Kernel density estimation for circular functions

28th March, 2014
A circular distribution (blue line) estimated using a kernel density method.

Matlab code for performing kernel density estimates on periodic and aperiodic domains, for unidimensional and multidimensional data.

Estimating multi-dimensional PDFs over periodic domains is reasonably straightforward, but can't be done with Matlab's built-in tools. Here are two functions for kernel density estimates for circular functions. By default they will estimate a PDF over the periodic domain, and can be used with weighted and unweighted data.

Download and installation

Download the source code: circ_ksdensity.zip
Unzip the file into a directory on the matlab path. Two functions are included: circ_ksdensity and circ_ksdensityn.

Uni-dimensional kernel density estimates — circ_ksdensity

Usage:
[vfEstimate] = circ_ksdensity(vfObservations, vfPDFSamples, <vfDomain, fSigma, vfWeights>)

This function calculates a kernel density estimate of an (optionally weighted) data sample, over a periodic domain.

vfObservations is a set of observations made over a periodic domain, optionally defined by vfDomain: [fMin fMax]. The default domain is [0..2*pi]. vfPDFSamples defines the sample points over which to perform the kernel density estimate, over the same domain as vfObservations.

Weighted estimations can be performed by providing the optional argument vfWeights, where each element in vfWeights corresponds to the matching element in vfObservations.

The kernel density estimate will be performed using a wrapped Gaussian kernel, with a width estimated as
(4/3)^0.2 * circ_std(vfObservations, vfWeights) *(length(vfObservations^-0.2)

The optional argument fSigma can be provided to set the width of the kernel.

vfEstimate will be a vector with a (weighted) estimate of the underlying distribution, with an entry for each element of vfPDFSamples. If no weighting is supplied, the estimate will be scaled such that it forms a PDF estimate over the supplied sample domain, taking into account sample bin widths. If a weight vector is supplied then the estimate will be scaled such that the sum over the domain attempts to match the sum of weights, taking into account sample bin widths.

Multi-dimensional kernel density estimates — circ_ksdensityn

Usage:
[vfEstimate, vfBinVol] = circ_ksdensityn(mfObservations, mfPDFSamples, <mfDomains, vfSigmas, vfWeights>)

This function calculates a kernel density estimate of an (optionally weighted) data sample, over periodic and aperiodic domains. The sample is assumed to be independent across dimensions; i.e. density estimation is performed independently for each dimension of the data.

mfObservations is a set of observations made over a (possibly periodic) domain. Each row corresponds to a single observation, each column corresponds to a particular dimension. By default all dimensions are periodic in [0..2*pi]; this can be modified by providing the optional argument mfDomains. Each row in mfDomains is [fMin fMax], one row for each dimension in mfObservations.
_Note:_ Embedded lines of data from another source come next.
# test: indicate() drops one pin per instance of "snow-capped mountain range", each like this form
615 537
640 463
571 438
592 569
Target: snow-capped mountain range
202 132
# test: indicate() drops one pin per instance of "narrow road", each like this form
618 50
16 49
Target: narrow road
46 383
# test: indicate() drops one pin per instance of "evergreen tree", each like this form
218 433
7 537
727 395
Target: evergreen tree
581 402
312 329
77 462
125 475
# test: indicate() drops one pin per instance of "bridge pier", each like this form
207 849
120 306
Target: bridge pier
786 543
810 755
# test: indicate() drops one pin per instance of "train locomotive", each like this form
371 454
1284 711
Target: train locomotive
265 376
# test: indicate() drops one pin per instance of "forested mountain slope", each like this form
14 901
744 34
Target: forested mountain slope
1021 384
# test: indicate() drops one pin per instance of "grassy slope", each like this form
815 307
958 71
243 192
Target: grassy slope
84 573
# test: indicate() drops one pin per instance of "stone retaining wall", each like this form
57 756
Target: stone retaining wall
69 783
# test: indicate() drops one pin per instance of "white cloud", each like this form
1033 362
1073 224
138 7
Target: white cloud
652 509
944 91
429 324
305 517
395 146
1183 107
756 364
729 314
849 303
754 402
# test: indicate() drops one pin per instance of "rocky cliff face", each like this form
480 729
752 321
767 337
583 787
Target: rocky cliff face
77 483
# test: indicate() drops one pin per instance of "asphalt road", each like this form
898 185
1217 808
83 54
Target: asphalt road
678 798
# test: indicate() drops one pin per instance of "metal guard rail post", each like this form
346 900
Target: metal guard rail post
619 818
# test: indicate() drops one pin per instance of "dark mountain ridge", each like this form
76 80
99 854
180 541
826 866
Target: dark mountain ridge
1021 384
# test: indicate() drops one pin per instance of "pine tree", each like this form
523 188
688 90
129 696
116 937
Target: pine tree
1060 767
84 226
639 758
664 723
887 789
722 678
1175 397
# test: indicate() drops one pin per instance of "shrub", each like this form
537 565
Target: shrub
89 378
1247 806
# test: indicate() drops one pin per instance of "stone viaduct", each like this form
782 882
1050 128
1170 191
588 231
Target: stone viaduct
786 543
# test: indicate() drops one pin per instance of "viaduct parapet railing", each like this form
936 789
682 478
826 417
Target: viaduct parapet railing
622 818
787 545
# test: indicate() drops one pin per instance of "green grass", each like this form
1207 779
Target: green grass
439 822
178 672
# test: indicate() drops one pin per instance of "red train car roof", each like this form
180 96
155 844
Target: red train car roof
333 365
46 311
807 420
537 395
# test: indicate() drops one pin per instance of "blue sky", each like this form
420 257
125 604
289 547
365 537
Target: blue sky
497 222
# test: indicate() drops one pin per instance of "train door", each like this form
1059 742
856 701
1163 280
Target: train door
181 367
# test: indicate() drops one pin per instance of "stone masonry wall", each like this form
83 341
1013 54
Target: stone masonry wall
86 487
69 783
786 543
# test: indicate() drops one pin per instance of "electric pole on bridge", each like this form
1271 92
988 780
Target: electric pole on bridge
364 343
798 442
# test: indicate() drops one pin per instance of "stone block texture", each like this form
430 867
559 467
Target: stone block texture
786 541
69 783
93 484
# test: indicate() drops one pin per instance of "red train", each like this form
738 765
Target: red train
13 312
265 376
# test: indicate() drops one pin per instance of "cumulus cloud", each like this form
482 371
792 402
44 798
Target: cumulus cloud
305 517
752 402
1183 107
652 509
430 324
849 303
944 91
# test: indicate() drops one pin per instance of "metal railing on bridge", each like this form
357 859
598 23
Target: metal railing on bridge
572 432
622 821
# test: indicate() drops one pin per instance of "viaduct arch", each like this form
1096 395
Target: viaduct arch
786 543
If a particular dimension should not be periodic, the corresponding row should be [nan nan]. Bounded support over a dimension is NOT implemented; each dimension is either linear and infinite or periodic.

mfPDFSamples defines the sample points over which to perform the kernel density estimate, over the same domains as mfObservations.

Weighted estimations can be performed by providing the optional argument vfWeights, where each element in vfWeights corresponds to the matching observation in mfObservations.

The kernel density estimate will be performed using a multivariate Gaussian kernel, independent along each dimension, and wrapped along the periodic dimensions as appropriate. Kenel widths over periodic dimensions are estimated as
(4/3)^0.2 * circ_std(mfObservations(:, nDim), vfWeights) * (length(mfObservations)^-0.2)

Kernel widths over non-periodic dimensions are estimated as
(4 * std(mfObservations(:, nDim), vfWeights)^5 / 3 / length(mfObservations))^(1/5)

The optional argument vfSigmas can be provided to set the width of each kernel.

vfEstimate will be a vector with a (weighted) histogram estimate of the underlying distribution, with an entry for each point in mfPDFSamples. If no weighting is supplied, the estimate will be scaled to estimate a PDF over the supplied multi-dimensional domain, taking into account the estimated volume of each bin. If a weight vector is supplied, the estimate will be scaled such that the sum over the domain attempts to match the sum of weights, taking into account the multi-dimensional bin volumes.

vfBinVol is a vector containing volume estimates for each row in mfPDFSamples, under the assumption that each dimension is linearly scaled and mutually orthogonal.